Sindak took a deep breath and nodded his understanding. “You think I will be the one to hesitate?”
“Just tell me why you volunteered to do this.”
Sindak looked back at the warriors on the palisade and his eyes glistened, as though he were straining against his better judgment. Standing silhouetted against the firelight, the warriors made perfect targets. Except for Joondoh’s group, most were vigilantly watching Bur Oak Village, the marsh, and scanning the surrounding hills. “May I ask you a question, Gonda?”
“Of course.”
“Do you think that you and I are here by chance?”
“Chance? What do you mean?”
“I mean that I think you and I are meant to be here. From that fateful instant twelve summers ago when Towa and I were ordered to help you and Koracoo find the missing children right up to this conversation, I don’t think any of it has been chance. Do you believe in Sky Messenger’s Dream?”
“If I didn’t I wouldn’t be out here with my testicles so frozen they’ve knotted up against the bottom of my throat.”
Firelight reflecting from the marsh danced over Sindak’s lean soot-coated face and seemed alive in his eyes. “Is there anything else you want to know?”
“No.”
Gonda looked back at Papon and Wampa. They were almost invisible in the eddying mist. Both stood watching and waiting, undoubtedly wondering what was taking so long.
“When we get inside the palisade, I’ll go right and you go left. The crumbling remains of refugee shelters fill the space between the palisades. It’s a trash heap of charred bark, old cloth, torn baskets, and rush matting. Finding quiet footing is going to be the challenge.”
“I understand.”
Veering around the chokecherries, Gonda got down on his belly, and slid ashore. Sindak was right behind him. They slithered around the patches of snow that dotted the dark leafbed, and headed straight for the southwestern palisade wall of Yellowtail Village. Beneath where War Chief Joondoh and his friends stood, a black gaping hole had been burned through the palisade logs—a vulnerability in the defenses, which probably explained War Chief Joondoh’s presence above it.
Heart pounding, Gonda moved with the stealth of a hunting serpent. He still half-expected Sindak to warn his friends and betray their mission.
Wampa and Papon must have managed their tasks in utter silence for the sentries in the marsh had called no alarm.
When they reached the blackened hole, Gonda flattened himself against the wall as he quietly slipped his pack from his shoulders and pushed it through the gap, before he crawled through. A few heartbeats later, Sindak pushed through, glanced at Gonda, then looked up.
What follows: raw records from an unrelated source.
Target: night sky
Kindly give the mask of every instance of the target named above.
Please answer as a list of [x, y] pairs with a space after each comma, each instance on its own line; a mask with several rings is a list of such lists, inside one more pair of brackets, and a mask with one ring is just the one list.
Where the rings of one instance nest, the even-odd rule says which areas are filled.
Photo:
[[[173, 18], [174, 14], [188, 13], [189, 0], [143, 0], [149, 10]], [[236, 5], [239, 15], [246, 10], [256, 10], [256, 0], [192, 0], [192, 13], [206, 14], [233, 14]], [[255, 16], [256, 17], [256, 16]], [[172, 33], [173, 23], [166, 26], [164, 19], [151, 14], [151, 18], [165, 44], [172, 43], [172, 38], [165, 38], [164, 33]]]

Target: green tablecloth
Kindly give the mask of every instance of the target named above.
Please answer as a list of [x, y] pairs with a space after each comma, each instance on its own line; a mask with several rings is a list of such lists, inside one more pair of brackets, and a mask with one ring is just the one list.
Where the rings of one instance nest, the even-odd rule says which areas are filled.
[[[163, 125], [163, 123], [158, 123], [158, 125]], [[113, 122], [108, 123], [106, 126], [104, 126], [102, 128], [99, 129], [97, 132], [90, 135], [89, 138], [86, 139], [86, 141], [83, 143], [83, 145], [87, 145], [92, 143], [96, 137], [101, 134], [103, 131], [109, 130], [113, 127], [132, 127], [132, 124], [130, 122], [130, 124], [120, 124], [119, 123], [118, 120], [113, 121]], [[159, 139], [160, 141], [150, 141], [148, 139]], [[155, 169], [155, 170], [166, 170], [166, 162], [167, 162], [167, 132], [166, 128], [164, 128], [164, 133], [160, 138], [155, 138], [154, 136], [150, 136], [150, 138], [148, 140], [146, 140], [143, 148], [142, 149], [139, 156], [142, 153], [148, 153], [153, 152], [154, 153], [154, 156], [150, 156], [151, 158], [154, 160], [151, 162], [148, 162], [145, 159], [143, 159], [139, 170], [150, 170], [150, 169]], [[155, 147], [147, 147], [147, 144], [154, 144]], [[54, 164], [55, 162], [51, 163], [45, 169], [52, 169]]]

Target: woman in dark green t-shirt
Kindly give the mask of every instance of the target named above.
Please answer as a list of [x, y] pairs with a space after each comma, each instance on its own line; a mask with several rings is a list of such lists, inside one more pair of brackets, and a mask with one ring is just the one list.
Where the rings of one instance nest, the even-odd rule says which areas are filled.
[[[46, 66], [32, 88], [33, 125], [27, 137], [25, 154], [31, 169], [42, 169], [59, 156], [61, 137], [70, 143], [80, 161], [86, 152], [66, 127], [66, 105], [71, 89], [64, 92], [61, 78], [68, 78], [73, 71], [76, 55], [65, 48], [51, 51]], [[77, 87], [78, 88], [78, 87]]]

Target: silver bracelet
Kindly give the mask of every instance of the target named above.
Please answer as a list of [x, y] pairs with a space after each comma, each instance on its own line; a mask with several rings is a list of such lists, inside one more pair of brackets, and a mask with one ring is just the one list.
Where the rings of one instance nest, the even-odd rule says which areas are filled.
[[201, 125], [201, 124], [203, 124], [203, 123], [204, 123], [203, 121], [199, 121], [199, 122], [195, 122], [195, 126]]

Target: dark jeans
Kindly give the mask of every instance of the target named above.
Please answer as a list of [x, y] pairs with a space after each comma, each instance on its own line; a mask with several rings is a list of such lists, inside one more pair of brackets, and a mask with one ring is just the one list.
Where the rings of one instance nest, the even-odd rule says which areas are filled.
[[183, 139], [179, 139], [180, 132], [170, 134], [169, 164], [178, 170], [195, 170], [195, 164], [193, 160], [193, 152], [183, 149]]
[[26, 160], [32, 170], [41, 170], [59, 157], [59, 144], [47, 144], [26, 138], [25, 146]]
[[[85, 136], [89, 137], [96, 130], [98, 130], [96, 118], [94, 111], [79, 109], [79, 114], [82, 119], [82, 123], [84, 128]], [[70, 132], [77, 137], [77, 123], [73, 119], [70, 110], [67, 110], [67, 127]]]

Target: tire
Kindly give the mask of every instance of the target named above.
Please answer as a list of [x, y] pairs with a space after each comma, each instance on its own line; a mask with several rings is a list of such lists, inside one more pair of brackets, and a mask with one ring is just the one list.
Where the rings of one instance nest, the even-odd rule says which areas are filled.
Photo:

Through the slats in the catwalk above them, they could see the men moving, hear them talking.
“Ready?” Sindak asked, lips to Gonda’s ears.
Gonda gave Sindak a firm nod and bent to his business. His fingers were shaking—from cold and fear—as he untied the laces. Carefully he removed the pots of walnut oil mixed with pitch, the bag of wood shavings, and pots of hot coals gathered from the fires of the Bur Oak longhouses.
He leaned close to Sindak, busy with his own pack, and whispered. “I think we have around six hundred heartbeats before Deru starts letting fly.”
“Which means we have to hurry.”
“I’ll count to five hundred and meet you back here.”
“Good luck!”
Gonda watched Sindak disappear among the shadows and pulled the wooden stopper from his own oil pot. Silently, he moved along beneath the catwalk, tiptoeing through ankle-deep ash, slabs of burned bark, and useless chunks of basketry.
Glancing up, he saw two men standing above him. He edged forward, moving ten paces farther down the wall to a twisted wad of half-burned reed matting.
Gonda dribbled oil on the mat, then shook out a small amount of hot coals in the middle. It would take a little while to catch, but not long. He had to move quickly. The warriors on the catwalks continued talking, laughing, completely unaware of his presence.
When he’d gone halfway around the curve in the wall, one of the warriors on the catwalk suddenly stopped talking in midsentence and leaned over. “Who’s there?”
Motionless in the shadows, Gonda thought his heart was going to batter its way through his breastbone.
The man illuminated in the firelight above was a square-jawed man with long hair streaming over his shoulders.
In the midst of thick shadows, Gonda’s black-clothed body should blend with the background, but mist glistened in the firelight. If it eddied around him, creating unusual swirls …
“What did you see?” the man’s friend asked.
“I don’t know. Something moved down there.”